Синьора Анджела метнула в нее яростный взгляд, но не двинулась с места, оставшись сидеть в своем кресле.
В этом году пора цветения была сладостной и безмятежной всего лишь сутки.
В день конфирмации тетя попросила передать синьоре Анджеле, что не придет на торжественную мессу в церковь Иммаколаты, и вместе с Витантонио пошла к первой утренней службе в церкви Святой Анны. Джованну она еще накануне отправила в палаццо, чтобы с утра бабушка, бывшая также крестной девочки, нарядила ее в пышное платье, сшитое на заказ у модистки в Бари. Выйдя из церкви, Доната увидела, что синьора Анджела в смятении ждет ее у боковой калитки на краю площади Санта-Анна.
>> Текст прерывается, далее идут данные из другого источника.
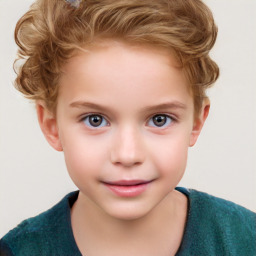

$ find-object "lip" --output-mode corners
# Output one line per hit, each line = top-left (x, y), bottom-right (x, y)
(103, 180), (152, 197)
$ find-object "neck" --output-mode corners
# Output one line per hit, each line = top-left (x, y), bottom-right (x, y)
(71, 191), (186, 255)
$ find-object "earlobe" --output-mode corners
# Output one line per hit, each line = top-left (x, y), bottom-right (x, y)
(189, 99), (210, 147)
(36, 102), (62, 151)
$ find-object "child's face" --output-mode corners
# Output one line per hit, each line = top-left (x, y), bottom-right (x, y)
(39, 43), (208, 219)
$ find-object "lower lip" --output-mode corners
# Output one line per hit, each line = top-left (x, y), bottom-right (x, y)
(105, 183), (149, 197)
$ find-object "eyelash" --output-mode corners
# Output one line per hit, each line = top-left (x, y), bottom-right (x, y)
(80, 113), (178, 129)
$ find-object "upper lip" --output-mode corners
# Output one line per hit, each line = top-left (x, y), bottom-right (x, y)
(103, 180), (152, 186)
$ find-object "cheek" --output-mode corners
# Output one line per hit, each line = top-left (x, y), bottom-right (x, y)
(150, 133), (188, 175)
(61, 132), (107, 180)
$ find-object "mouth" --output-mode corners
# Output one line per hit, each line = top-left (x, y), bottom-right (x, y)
(103, 180), (153, 197)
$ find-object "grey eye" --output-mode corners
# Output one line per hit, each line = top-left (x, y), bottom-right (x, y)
(148, 114), (172, 128)
(84, 115), (108, 128)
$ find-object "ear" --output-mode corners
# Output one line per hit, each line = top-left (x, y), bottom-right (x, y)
(36, 102), (62, 151)
(189, 98), (210, 147)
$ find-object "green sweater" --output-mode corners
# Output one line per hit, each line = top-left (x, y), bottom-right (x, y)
(0, 188), (256, 256)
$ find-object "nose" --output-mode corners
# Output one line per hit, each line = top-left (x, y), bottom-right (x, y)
(111, 128), (145, 167)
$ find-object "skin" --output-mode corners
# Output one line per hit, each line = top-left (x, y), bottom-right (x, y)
(37, 41), (209, 256)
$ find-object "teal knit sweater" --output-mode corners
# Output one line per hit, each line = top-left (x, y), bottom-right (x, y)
(0, 188), (256, 256)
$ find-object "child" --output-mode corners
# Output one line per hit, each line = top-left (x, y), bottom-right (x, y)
(0, 0), (256, 256)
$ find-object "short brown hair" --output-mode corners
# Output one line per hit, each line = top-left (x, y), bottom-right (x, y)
(15, 0), (219, 113)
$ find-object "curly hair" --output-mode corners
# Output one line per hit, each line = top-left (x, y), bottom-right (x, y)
(15, 0), (219, 113)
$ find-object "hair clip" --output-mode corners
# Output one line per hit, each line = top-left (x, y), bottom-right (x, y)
(65, 0), (83, 8)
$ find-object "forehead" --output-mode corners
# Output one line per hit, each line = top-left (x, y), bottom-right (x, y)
(59, 41), (194, 113)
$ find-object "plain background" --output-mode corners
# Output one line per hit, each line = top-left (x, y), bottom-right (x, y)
(0, 0), (256, 237)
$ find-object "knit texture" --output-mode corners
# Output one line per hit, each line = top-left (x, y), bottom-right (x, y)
(0, 188), (256, 256)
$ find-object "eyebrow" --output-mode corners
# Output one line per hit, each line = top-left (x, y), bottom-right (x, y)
(69, 101), (187, 112)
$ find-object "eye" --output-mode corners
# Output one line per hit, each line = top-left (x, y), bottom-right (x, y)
(83, 114), (109, 128)
(148, 114), (173, 128)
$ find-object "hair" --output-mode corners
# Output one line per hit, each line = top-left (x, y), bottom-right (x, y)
(15, 0), (219, 113)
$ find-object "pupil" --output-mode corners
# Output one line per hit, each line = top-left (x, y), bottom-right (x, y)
(153, 116), (166, 126)
(90, 116), (102, 127)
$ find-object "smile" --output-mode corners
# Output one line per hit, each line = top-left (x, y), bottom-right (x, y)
(103, 180), (153, 197)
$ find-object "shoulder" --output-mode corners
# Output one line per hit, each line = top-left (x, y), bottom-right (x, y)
(179, 189), (256, 255)
(0, 192), (79, 255)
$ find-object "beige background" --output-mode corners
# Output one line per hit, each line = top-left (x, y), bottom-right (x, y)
(0, 0), (256, 237)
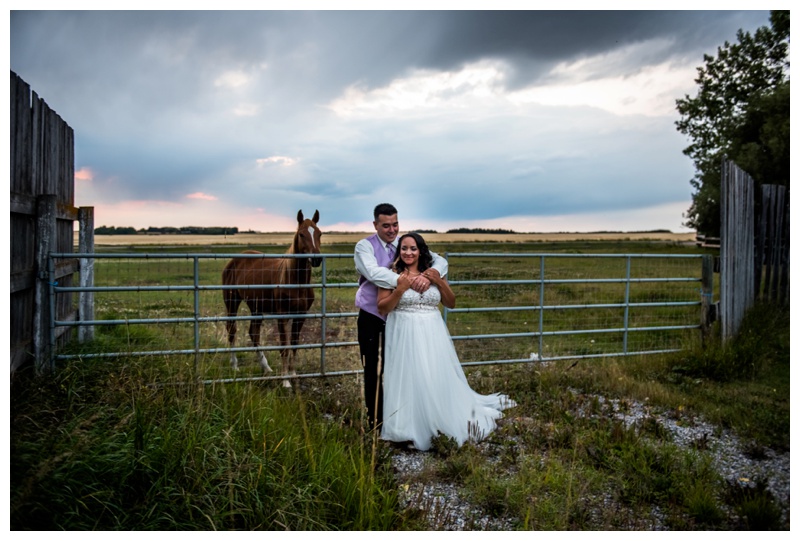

– Джованна пропала. С утра я одела ее и оставила на кухне завтракать, а сама пошла одевать Франко. Когда я вернулась, ее не было. Мы уже час ищем ее по всему дому. Может быть, она у вас?
Это был не столько вопрос, сколько мольба.
Женщины вошли в дом и стали звать Джованну, но та не откликалась.
Тетя знала: все это время девочка была в ярости от того, что Витантонио наказали, и не сомневалась, что побег – это форма протеста. А значит, она скоро вернется. И Доната постаралась успокоить бабушку:
– Отправляйтесь в церковь Иммаколаты и не заставляйте епископа ждать. Я найду Джованну и приведу туда же. Она не могла далеко убежать.
Едва за бабушкой закрылась дверь, на лестнице появилась Джованна в нарядном платье. Она пряталась наверху.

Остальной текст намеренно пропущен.